Date: Nov 2025
When it comes to investing, most people focus on returns. But in reality, returns are just the outcome, not the starting point. The real art of investing lies in assessing what you’re buying, why you’re buying it, and how it fits into your financial journey. At Privus, we often remind investors: “A good investment isn’t just one that grows, it’s one you can live with.” Here are the most important checks to make before putting money into any investment product.
Liquidity simply means how quickly and easily you can access your money when needed, without a significant loss of value. Why does it matter? Emergencies, opportunities, or life goals don’t always wait for lock-in periods to end. Does the product have an exit option, and what are the penalties? How is liquidity in stressed markets (for instance, during 2020’s lockdown phase)? Is there a secondary market (especially in case of bonds) or a buyback clause? Many investors overlook liquidity while chasing yield, only to realise later that their “high return” product locks them in for years. In our advisory experience, liquidity deserves top priority – above even returns.
Complexity often hides costs, risks, or unrealistic assumptions. The more layers a product has, the harder it becomes to judge performance or make timely exit decisions. Complicated structures such as ULIPs, structured notes, hybrid debentures can behave unpredictably in different market cycles. Can you explain the product in one or two sentences? Do you clearly understand how returns are generated and what risks could derail them? Are the costs and tax implications transparent? A simple mutual fund or ETF is often far more effective than an exotic structure with opaque payoffs. At Privus, we prefer products that are transparent, cost-efficient, and easy to track.

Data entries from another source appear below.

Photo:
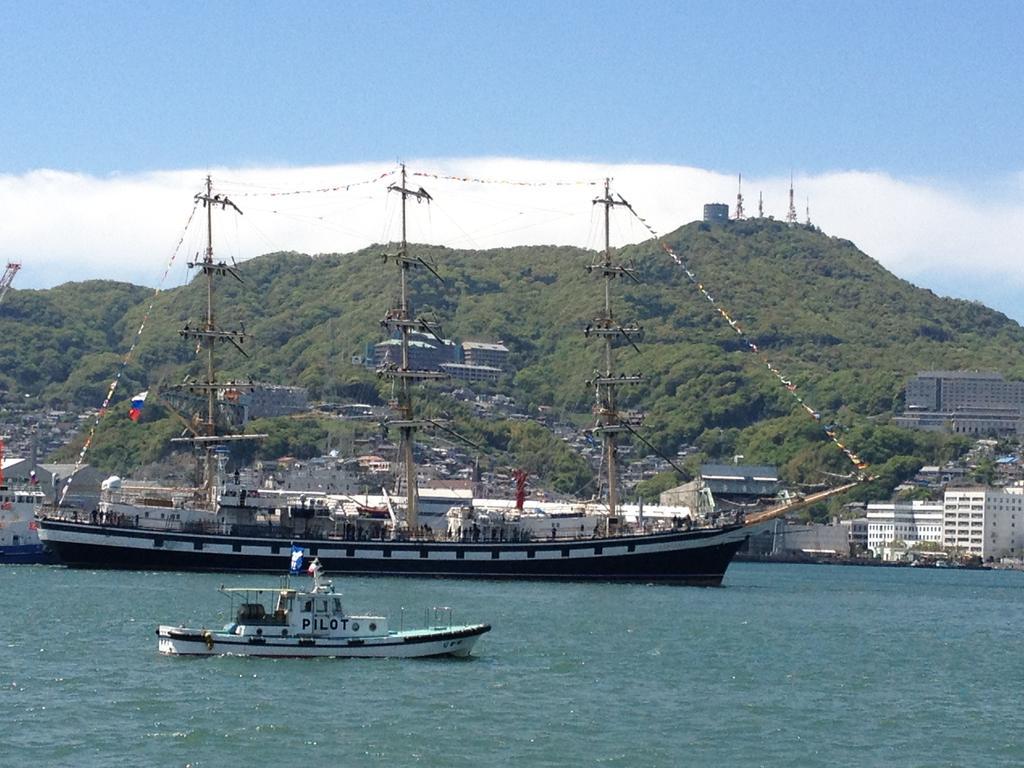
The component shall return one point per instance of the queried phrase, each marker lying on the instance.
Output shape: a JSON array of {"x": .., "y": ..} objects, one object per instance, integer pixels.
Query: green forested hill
[{"x": 841, "y": 327}]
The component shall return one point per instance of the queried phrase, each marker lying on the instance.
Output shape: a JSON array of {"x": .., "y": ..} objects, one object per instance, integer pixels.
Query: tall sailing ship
[{"x": 224, "y": 524}]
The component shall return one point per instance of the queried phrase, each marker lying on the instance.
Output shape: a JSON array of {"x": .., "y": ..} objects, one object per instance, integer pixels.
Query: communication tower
[
  {"x": 8, "y": 278},
  {"x": 791, "y": 215}
]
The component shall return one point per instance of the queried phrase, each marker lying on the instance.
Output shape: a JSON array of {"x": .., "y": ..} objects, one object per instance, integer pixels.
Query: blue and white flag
[{"x": 297, "y": 554}]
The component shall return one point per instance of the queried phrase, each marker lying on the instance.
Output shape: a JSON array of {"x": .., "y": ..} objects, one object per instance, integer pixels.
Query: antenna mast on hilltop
[
  {"x": 8, "y": 278},
  {"x": 791, "y": 215},
  {"x": 609, "y": 421},
  {"x": 400, "y": 318}
]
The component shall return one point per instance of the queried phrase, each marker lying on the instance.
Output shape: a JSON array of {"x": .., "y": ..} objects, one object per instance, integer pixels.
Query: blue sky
[
  {"x": 901, "y": 121},
  {"x": 922, "y": 89}
]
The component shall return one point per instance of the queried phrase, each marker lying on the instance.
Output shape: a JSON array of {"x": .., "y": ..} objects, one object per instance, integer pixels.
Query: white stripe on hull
[{"x": 387, "y": 648}]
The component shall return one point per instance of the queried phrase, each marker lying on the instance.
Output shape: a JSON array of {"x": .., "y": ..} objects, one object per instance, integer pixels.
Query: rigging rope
[
  {"x": 127, "y": 358},
  {"x": 320, "y": 190},
  {"x": 783, "y": 380},
  {"x": 476, "y": 180}
]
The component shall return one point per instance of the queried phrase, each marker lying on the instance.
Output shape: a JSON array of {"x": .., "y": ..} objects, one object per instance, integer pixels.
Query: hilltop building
[
  {"x": 717, "y": 213},
  {"x": 964, "y": 402},
  {"x": 471, "y": 360},
  {"x": 481, "y": 353},
  {"x": 982, "y": 521},
  {"x": 740, "y": 482}
]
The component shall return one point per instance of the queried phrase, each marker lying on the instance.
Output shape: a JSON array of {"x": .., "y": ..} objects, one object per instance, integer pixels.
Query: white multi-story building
[
  {"x": 910, "y": 522},
  {"x": 982, "y": 521}
]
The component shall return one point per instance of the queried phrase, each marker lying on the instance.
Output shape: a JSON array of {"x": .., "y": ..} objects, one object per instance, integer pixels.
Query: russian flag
[
  {"x": 297, "y": 554},
  {"x": 136, "y": 406}
]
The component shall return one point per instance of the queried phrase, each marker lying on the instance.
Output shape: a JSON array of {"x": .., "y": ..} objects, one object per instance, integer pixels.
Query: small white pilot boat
[{"x": 287, "y": 622}]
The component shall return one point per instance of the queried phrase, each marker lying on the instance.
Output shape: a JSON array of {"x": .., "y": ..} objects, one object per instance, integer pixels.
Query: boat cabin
[{"x": 289, "y": 612}]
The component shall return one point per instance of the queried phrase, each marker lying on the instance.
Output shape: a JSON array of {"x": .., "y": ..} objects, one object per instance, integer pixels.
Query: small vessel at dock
[
  {"x": 227, "y": 525},
  {"x": 287, "y": 622}
]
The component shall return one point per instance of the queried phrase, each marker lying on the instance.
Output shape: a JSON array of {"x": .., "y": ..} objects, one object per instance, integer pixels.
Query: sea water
[{"x": 782, "y": 666}]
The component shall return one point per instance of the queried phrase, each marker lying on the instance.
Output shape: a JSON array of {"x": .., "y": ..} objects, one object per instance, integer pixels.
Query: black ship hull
[{"x": 691, "y": 557}]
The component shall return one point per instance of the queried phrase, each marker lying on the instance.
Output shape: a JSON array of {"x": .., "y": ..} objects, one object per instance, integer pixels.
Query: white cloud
[{"x": 65, "y": 226}]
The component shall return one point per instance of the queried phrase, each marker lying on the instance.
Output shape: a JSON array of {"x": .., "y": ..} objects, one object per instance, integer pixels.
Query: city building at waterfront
[
  {"x": 982, "y": 521},
  {"x": 909, "y": 523}
]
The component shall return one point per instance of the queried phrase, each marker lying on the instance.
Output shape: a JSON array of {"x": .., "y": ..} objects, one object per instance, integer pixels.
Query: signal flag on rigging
[{"x": 136, "y": 406}]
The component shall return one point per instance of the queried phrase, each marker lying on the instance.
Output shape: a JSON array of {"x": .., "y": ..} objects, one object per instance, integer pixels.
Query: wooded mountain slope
[{"x": 841, "y": 327}]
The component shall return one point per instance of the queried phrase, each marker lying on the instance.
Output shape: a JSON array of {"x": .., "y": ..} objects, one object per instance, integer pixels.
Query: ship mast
[
  {"x": 400, "y": 318},
  {"x": 207, "y": 336},
  {"x": 605, "y": 383}
]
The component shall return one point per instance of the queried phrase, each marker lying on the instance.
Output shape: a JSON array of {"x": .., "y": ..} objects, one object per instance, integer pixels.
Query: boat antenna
[
  {"x": 400, "y": 320},
  {"x": 606, "y": 382}
]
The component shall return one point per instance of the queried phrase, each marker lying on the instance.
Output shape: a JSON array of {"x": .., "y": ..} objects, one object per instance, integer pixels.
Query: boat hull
[
  {"x": 692, "y": 557},
  {"x": 449, "y": 641}
]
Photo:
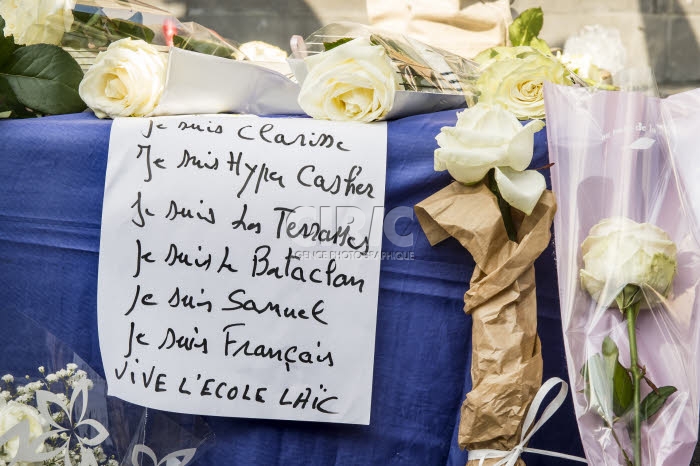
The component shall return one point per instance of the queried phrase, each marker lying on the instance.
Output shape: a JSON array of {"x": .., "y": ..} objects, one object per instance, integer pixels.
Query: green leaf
[
  {"x": 331, "y": 45},
  {"x": 203, "y": 46},
  {"x": 9, "y": 105},
  {"x": 623, "y": 388},
  {"x": 134, "y": 30},
  {"x": 653, "y": 402},
  {"x": 526, "y": 27},
  {"x": 44, "y": 78}
]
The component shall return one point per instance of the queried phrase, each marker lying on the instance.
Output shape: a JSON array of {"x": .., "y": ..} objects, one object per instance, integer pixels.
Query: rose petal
[{"x": 521, "y": 190}]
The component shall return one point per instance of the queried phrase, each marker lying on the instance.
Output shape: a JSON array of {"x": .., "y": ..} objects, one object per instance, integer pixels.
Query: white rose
[
  {"x": 127, "y": 79},
  {"x": 517, "y": 83},
  {"x": 355, "y": 81},
  {"x": 262, "y": 51},
  {"x": 620, "y": 252},
  {"x": 37, "y": 21},
  {"x": 12, "y": 414},
  {"x": 487, "y": 137}
]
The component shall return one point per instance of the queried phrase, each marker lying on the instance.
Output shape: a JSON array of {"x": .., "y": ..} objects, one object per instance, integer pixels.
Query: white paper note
[{"x": 239, "y": 265}]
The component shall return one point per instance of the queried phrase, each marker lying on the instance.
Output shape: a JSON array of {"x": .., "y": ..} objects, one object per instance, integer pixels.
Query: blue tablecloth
[{"x": 52, "y": 173}]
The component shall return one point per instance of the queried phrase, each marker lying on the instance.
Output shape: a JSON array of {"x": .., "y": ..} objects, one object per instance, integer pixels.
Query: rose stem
[
  {"x": 647, "y": 380},
  {"x": 619, "y": 444},
  {"x": 631, "y": 314},
  {"x": 503, "y": 206}
]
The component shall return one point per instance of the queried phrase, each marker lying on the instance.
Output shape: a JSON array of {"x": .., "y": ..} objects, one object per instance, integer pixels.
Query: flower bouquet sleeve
[{"x": 628, "y": 274}]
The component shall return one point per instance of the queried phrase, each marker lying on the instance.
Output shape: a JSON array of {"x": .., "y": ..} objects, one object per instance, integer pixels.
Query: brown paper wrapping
[{"x": 506, "y": 353}]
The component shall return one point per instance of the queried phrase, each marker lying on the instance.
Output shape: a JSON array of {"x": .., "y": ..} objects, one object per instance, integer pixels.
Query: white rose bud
[
  {"x": 355, "y": 81},
  {"x": 37, "y": 21},
  {"x": 127, "y": 79},
  {"x": 517, "y": 83},
  {"x": 620, "y": 252},
  {"x": 487, "y": 137},
  {"x": 12, "y": 414}
]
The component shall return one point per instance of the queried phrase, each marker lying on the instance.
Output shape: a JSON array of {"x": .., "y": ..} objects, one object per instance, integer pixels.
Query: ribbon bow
[{"x": 509, "y": 458}]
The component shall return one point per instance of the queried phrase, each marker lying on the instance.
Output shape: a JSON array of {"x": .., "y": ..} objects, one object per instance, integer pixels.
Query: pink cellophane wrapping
[{"x": 612, "y": 158}]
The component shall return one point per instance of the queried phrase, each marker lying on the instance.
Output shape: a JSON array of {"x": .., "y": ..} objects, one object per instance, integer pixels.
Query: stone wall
[{"x": 662, "y": 33}]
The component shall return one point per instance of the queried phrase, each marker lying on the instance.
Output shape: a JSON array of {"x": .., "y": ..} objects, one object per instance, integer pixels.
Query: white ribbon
[{"x": 509, "y": 458}]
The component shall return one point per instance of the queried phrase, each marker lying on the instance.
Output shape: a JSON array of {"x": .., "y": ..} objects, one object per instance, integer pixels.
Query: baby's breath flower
[{"x": 34, "y": 386}]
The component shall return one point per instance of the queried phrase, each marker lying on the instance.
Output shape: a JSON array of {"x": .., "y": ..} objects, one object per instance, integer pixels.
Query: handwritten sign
[{"x": 239, "y": 265}]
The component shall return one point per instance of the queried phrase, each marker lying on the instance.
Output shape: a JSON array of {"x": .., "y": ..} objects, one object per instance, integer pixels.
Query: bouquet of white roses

Returns are gross. What matters is what you keep. Hidden fees, trail commissions, or surrender charges can silently erode returns. Evaluate all costs such as entry and exit loads, annual management or distribution fees, expense ratios in mutual funds and embedded costs in insurance-linked products. Even a 1% annual difference in cost can compound into a meaningful gap over a decade.
Every product carries risk such as market risk, credit risk, interest rate risk, or even liquidity risk. But risk isn’t just about volatility, it is about whether you can stay invested through it. Understand fully the risk you are exposed to by investing in the product. What could go wrong, and how much can it impact value? Does the product align with your risk tolerance and holding period? Privus often advises clients to build portfolios where risk is measured not by short-term fluctuation, but by the ability to stay the course.
Every investment must serve a role in growth, stability, income, or liquidity. A good product isn’t good in isolation; it’s good when it fits your financial strategy. Before investing, ask does this align with my time horizon? Does it complement or duplicate existing holdings? Is it part of a well thought out asset allocation plan? Without clarity of purpose, even the best product can end up being a mismatch.
A product’s post-tax return is what truly matters. Tax treatment varies across asset classes, and some instruments lose their appeal once you factor in taxation. Check how the gains would be taxed? Dividend taxation and indexation benefits (if any). The idea is not to avoid taxes, but to invest smartly with awareness of the tax impact.
When we evaluate any investment at Privus Advisors, our framework follows this simple order of priority:
Liquidity → Simplicity → Cost → Risk → Purpose → Taxation → Return. Because good investing isn’t about finding the highest return, it’s about building a portfolio you can rely on through every market cycle.